She waved at the seat across from her. “Hurry up, Weasley, eat. I know you do so love stuffing your face.”
The elf pulled its ears. Ron could never tell the gender of an elf.
“Is Mistress Pansy sure she doesn’t want any breakfast?”
Parkinson rolled her eyes. “Mopsy, you know I hardly ever eat breakfast.”
Ron cocked his head and tried to remember Parkinson at Hogwarts at breakfast. Had he ever seen her eat breakfast? For that matter, had he ever seen her eat, full stop?
He ran his eyes over her. Her elbows were awkwardly pointy and her collarbone seemed to protrude from her skin. The skin of her face was pulled tight over her cheekbones.
She must have noticed him eyeing her. She pulled the upper part of her robes closed over her chest.
Pansy eyed Weasley across the table as he shovelled food in his face. He had always been just a ginger sidekick to Potter and Granger, so she had never taken the time to really look at him. He wasn’t her type at all. Yes, she liked men to be tall, but normal tall like six foot, not freakishly tall like whatever Weasley was.
And he was wiry–nothing like the rippling muscles she’d seen on Neville the time he took his robes off to work on a project for Madame Pomfrey. She’d happened to be in the greenhouse for the same project and took in his biceps as he lifted a plant from the floor to a work station. Neville always seemed to forget about magic when he worked with plants.
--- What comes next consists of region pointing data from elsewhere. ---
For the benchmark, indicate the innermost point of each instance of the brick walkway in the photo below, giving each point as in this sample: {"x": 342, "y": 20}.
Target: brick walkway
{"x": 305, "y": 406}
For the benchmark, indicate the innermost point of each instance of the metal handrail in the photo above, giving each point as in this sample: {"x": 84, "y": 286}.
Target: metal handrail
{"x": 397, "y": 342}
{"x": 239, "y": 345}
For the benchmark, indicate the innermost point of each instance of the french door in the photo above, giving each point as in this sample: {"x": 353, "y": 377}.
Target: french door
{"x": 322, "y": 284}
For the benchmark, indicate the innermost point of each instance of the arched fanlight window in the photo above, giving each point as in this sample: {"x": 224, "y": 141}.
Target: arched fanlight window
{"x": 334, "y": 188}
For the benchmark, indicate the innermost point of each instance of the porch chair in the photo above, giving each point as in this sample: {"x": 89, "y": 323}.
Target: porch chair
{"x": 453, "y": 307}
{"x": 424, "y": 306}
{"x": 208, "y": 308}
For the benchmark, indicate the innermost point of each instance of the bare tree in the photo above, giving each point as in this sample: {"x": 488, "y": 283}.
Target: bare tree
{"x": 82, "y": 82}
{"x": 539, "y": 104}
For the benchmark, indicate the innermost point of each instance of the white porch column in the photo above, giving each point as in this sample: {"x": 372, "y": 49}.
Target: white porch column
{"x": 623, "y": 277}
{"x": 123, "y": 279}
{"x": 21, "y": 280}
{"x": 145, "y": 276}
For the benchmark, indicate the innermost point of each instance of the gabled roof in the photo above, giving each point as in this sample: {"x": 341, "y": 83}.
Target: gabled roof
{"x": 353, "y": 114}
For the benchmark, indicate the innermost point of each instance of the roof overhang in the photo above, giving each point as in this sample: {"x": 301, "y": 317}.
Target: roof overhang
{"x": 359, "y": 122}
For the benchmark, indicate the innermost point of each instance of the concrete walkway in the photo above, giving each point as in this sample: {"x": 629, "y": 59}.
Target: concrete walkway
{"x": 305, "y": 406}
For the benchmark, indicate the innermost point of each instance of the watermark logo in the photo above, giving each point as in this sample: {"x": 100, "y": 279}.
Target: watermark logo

And Weasley was ginger, just so, so ginger. Pansy liked blonds. At least he looked less gingery now in those green robes of Draco’s.
He must have felt her staring at him, because he looked up from his plate and into her eyes. She sucked in a breath. His eyes were a deep, startling blue.
“What?” he asked.
She swallowed and looked away. “I’ll measure you for robes and figure out your colours today.”
“Figure out my colours?”
“Which colours you look best in. Many gingers are Autumns, but that Gryffindor red and gold clearly wasn’t working for you. And that maroon jumper you wore every Christmas? No. Just no.”
“Parkinson, I can barely understand a bleeding word you’re saying.”
She huffed in exasperation. “Are you quite done, Weasley? We need to take your measurements.”
He sighed but stood up.
“Robes off,” she said.
“I’m not stripping in front of you, Parkinson.”
She rolled her eyes. “I’ve already seen you down to your pants. Measurements are more accurate when unclothed.”
“Madam Malkin always managed,” he grumbled.
Pansy stiffened with affront. “I would like to think I have more talent than that has-been.”
He paused in lifting his robes. “You’re making my robes?”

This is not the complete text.